CENNI DI STORIA SULLA DECORAZIONE FLOREALE SU CUOIO

Premesso che, a tutt’oggi, non esiste una letteratura dettagliata circa gli stili e le evoluzioni riguardanti le tecniche decorative su pellami, non è possibile fissare un luogo e una data circa la nascita di tali tecniche, però in molti concordano sul fatto che le prime espressioni artistiche in merito affondino le loro radici nel Medio Oriente già ai tempi di Assiri e Babilonesi.

Sono molti, infatti, i musei di storia antica di tutto il mondo in cui sono esposti oggetti in cuoio decorati con incisioni, impreziositi da metalli e pietre preziose o dipinti con raffigurazioni estremamente raffinate.
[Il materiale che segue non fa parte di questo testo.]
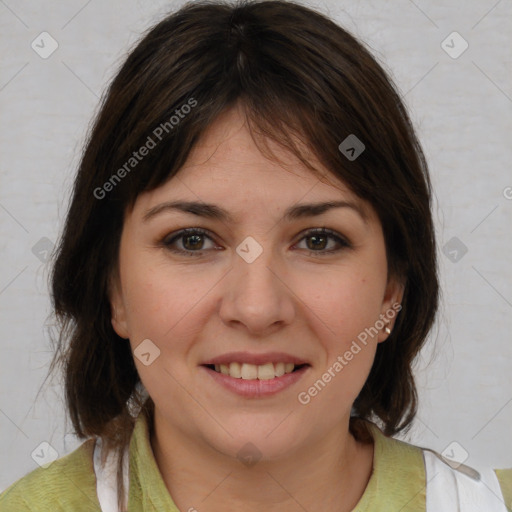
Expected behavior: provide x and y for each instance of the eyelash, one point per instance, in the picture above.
(169, 240)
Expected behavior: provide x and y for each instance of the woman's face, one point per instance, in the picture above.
(254, 288)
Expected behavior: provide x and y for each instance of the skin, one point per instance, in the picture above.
(197, 307)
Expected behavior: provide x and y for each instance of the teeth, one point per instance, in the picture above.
(252, 371)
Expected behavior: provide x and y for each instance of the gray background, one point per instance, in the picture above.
(462, 108)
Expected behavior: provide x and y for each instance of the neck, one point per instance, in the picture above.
(329, 475)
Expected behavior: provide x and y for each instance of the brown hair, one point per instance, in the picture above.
(297, 74)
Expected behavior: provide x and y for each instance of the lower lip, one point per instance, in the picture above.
(255, 388)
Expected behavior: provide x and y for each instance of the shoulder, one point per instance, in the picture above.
(69, 483)
(505, 479)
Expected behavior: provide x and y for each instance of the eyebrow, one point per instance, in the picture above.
(215, 212)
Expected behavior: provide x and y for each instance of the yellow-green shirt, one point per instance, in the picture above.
(397, 482)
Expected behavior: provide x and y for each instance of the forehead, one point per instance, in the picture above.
(227, 167)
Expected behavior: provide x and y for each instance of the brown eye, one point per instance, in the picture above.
(191, 240)
(317, 241)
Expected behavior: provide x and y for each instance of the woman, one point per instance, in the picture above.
(246, 274)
Attraverso le numerose attività commerciali che nei secoli si sono sviluppate dal Medio Oriente al resto del mondo, oltre agli oggetti e ai beni di consumo sono state importate anche molte di queste tecniche artistiche e artigianali che si sono poi diffuse ed evolute nei paesi di importazione. Ne troviamo numerosi esempi sia in Europa che nei paesi asiatici. È in Europa però, principalmente nel sud della Spagna, che le attività artigianali e artistiche, legate alla lavorazione del cuoio, hanno trovato terreno fertile per fiorire e svilupparsi notevolmente (si pensi alla città di Cordoba, in Andalusia).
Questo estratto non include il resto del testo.